There was a difference in the per-patient cost of treatment between the two groups, with PET-CT surveillance resulting in savings equivalent to about $2,200 U.S. dollars per patient over the course of the trial.


The type of neck dissection patients received varied, as the decision was made by the treating surgeon. Of the 282 patients in the planned surgery group, 61 (22%) did not undergo neck dissection for various reasons. And the time interval between the end of chemoradiation and surgery varied considerably among patients, confounding the results.
The number of patients with N3 disease was small, making it difficult to know whether the trial results are generalizable to that patient population. And the results of PET-CT imaging were assessed qualitatively, not quantitatively, which makes comparisons between patients more difficult. Different centers involved in the trial also used different PET-imaging systems, limiting the ability to reliably cross-validate the results.

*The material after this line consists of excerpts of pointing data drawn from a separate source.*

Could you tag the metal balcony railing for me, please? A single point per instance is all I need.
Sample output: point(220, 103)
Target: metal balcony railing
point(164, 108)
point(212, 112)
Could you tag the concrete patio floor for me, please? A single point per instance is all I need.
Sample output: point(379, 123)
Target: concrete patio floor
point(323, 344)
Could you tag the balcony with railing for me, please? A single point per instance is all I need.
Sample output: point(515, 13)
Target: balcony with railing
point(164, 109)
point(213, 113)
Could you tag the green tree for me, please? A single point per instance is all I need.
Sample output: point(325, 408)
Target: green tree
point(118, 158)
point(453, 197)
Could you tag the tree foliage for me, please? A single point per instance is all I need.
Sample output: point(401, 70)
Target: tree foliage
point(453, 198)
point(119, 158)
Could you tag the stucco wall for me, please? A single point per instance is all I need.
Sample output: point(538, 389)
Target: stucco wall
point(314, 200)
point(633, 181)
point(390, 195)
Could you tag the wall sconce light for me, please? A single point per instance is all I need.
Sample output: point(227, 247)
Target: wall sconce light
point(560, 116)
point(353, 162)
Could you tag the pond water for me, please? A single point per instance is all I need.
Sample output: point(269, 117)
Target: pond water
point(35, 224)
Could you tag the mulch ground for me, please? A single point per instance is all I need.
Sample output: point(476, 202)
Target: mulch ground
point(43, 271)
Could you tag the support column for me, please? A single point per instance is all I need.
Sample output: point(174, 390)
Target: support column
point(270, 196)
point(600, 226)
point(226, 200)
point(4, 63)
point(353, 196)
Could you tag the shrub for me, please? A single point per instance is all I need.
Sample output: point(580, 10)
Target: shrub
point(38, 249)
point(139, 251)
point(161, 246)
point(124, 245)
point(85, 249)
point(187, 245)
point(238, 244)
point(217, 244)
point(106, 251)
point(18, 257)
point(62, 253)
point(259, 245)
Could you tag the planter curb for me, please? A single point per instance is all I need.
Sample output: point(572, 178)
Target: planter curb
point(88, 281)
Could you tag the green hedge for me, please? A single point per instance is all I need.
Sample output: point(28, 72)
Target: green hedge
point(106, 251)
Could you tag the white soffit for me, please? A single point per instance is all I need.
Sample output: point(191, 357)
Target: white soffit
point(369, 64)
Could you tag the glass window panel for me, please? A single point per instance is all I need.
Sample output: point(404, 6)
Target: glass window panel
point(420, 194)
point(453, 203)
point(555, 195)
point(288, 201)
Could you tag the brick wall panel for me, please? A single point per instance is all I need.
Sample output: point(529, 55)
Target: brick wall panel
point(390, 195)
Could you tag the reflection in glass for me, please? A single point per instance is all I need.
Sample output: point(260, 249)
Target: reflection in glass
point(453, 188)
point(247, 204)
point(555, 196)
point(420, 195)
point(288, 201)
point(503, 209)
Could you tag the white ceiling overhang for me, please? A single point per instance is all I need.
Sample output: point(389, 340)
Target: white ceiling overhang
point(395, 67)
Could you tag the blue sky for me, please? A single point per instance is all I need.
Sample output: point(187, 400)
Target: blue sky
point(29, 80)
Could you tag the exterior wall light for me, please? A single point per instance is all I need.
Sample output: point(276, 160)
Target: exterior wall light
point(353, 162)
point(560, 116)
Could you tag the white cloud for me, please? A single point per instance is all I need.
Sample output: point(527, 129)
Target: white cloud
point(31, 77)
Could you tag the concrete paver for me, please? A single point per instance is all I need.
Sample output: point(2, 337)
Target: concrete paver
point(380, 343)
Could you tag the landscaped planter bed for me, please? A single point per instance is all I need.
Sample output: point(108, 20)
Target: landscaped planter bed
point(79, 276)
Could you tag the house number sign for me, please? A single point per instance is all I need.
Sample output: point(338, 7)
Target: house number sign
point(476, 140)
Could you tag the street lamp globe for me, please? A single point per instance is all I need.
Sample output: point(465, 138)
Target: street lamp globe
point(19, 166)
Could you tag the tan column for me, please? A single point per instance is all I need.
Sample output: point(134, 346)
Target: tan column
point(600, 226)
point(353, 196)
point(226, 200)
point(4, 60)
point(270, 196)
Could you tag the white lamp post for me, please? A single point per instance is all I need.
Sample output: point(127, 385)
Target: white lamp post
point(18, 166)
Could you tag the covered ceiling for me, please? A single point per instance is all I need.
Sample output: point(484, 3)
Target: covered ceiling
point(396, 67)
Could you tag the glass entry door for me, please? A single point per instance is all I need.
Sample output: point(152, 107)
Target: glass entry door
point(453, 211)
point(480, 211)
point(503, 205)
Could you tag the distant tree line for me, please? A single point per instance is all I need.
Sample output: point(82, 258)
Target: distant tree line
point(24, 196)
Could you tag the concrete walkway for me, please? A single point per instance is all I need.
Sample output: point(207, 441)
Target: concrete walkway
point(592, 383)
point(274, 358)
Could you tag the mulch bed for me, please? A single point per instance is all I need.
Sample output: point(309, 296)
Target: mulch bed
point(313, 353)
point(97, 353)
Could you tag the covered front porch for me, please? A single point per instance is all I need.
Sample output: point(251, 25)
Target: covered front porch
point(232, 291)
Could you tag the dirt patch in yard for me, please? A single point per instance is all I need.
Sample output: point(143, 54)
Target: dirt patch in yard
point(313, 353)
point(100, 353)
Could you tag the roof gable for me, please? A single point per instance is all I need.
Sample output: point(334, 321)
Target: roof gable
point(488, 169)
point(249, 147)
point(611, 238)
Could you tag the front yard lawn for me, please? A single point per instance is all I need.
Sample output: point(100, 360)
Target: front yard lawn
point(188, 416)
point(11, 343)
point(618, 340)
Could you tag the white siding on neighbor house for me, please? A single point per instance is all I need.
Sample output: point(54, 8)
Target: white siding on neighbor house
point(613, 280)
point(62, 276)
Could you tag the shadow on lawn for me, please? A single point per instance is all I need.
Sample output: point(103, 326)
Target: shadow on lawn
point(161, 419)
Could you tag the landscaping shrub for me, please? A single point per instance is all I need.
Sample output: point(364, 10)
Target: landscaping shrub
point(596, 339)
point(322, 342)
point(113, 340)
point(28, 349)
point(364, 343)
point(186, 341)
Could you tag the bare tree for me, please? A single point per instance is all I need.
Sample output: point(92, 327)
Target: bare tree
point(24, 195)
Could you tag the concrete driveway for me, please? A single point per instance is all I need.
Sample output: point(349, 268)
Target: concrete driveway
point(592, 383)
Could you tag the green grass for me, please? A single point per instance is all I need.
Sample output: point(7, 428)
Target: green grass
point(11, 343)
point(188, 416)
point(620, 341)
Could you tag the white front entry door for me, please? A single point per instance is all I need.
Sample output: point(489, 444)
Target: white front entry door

“These are intriguing results that need to be verified given some of the limitations, including a heterogeneous study population,” noted Shakun Malik, M.D., of NCI’s Division of Cancer Treatment and Diagnosis. “And if we were to conduct such a trial in the future, we would want all of the investigators to use a standardized PET imaging modality.”

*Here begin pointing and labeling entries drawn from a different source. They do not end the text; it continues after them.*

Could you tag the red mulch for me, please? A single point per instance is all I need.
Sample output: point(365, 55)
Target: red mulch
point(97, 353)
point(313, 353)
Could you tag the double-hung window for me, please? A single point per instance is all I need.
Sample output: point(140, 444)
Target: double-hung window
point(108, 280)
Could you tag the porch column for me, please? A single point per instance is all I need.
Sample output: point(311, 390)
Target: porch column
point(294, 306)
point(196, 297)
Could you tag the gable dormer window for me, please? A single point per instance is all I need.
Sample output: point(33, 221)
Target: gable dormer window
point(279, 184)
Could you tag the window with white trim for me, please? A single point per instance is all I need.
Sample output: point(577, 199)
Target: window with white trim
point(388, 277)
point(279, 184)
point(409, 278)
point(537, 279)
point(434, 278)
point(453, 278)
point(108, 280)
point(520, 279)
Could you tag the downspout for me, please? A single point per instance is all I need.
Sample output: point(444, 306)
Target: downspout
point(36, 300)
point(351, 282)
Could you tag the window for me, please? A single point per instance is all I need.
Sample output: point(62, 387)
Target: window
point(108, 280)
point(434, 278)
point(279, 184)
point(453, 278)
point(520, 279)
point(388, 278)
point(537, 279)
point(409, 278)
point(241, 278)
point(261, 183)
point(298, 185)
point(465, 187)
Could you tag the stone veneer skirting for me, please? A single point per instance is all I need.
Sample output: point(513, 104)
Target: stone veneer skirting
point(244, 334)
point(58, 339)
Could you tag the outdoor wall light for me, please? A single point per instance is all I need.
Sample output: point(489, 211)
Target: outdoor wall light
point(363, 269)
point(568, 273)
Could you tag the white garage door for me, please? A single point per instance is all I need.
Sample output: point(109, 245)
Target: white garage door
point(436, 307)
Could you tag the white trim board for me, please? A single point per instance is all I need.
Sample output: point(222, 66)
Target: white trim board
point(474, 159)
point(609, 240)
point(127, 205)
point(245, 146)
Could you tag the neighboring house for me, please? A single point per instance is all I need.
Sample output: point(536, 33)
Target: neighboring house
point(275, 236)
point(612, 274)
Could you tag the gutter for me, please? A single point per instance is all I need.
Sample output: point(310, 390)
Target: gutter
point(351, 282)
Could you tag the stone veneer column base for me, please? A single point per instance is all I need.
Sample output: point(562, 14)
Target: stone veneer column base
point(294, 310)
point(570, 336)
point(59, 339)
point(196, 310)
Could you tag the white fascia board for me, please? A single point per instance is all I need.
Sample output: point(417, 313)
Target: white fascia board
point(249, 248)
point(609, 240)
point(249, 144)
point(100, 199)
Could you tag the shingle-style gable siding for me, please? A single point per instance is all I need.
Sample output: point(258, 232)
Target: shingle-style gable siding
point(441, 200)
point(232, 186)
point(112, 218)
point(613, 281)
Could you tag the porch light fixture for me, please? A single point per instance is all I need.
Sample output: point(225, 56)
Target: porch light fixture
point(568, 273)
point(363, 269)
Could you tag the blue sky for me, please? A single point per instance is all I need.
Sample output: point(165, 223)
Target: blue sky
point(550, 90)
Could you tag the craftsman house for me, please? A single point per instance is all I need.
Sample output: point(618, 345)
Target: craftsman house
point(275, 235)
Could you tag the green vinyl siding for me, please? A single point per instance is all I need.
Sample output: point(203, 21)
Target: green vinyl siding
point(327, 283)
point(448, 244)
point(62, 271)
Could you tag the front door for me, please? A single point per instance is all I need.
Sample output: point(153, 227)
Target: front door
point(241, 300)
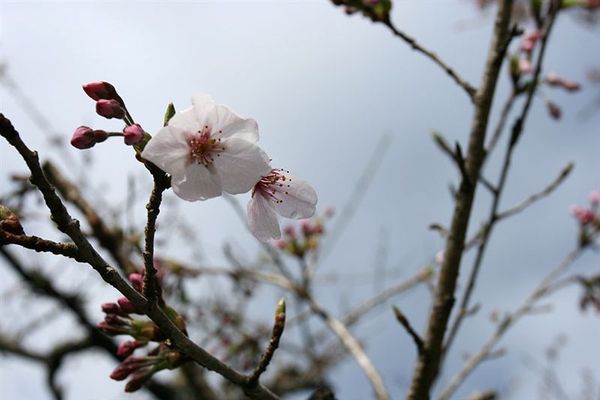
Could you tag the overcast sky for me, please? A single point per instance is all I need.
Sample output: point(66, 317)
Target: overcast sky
point(324, 88)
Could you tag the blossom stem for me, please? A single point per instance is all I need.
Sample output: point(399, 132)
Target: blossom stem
point(151, 289)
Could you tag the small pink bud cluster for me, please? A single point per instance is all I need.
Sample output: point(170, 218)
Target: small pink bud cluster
point(591, 293)
point(109, 105)
point(520, 62)
point(140, 369)
point(85, 137)
point(554, 80)
point(232, 341)
point(108, 102)
point(588, 218)
point(9, 222)
point(120, 320)
point(530, 39)
point(303, 237)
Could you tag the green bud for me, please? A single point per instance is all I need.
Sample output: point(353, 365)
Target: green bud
point(170, 113)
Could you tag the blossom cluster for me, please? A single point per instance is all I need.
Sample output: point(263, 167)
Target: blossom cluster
point(209, 150)
point(108, 105)
point(305, 237)
point(120, 319)
point(521, 67)
point(588, 218)
point(591, 293)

Dr. Malik also noted that the results are based on only 2 years of follow up. “We really need to see long-term results to know if these findings hold up.”
The fact that quality of life was similar in both study groups “is discouraging,” said Dr. Malik. However, the approximately $2,200-per-patient cost savings for the surveillance group versus the surgery group was encouraging and may be relevant to health care costs in the United States, she added.
“In fact, a number of trials similar to this one are being considered in the United States, and those trials may help answer the questions posed in this study more fully,” she concluded.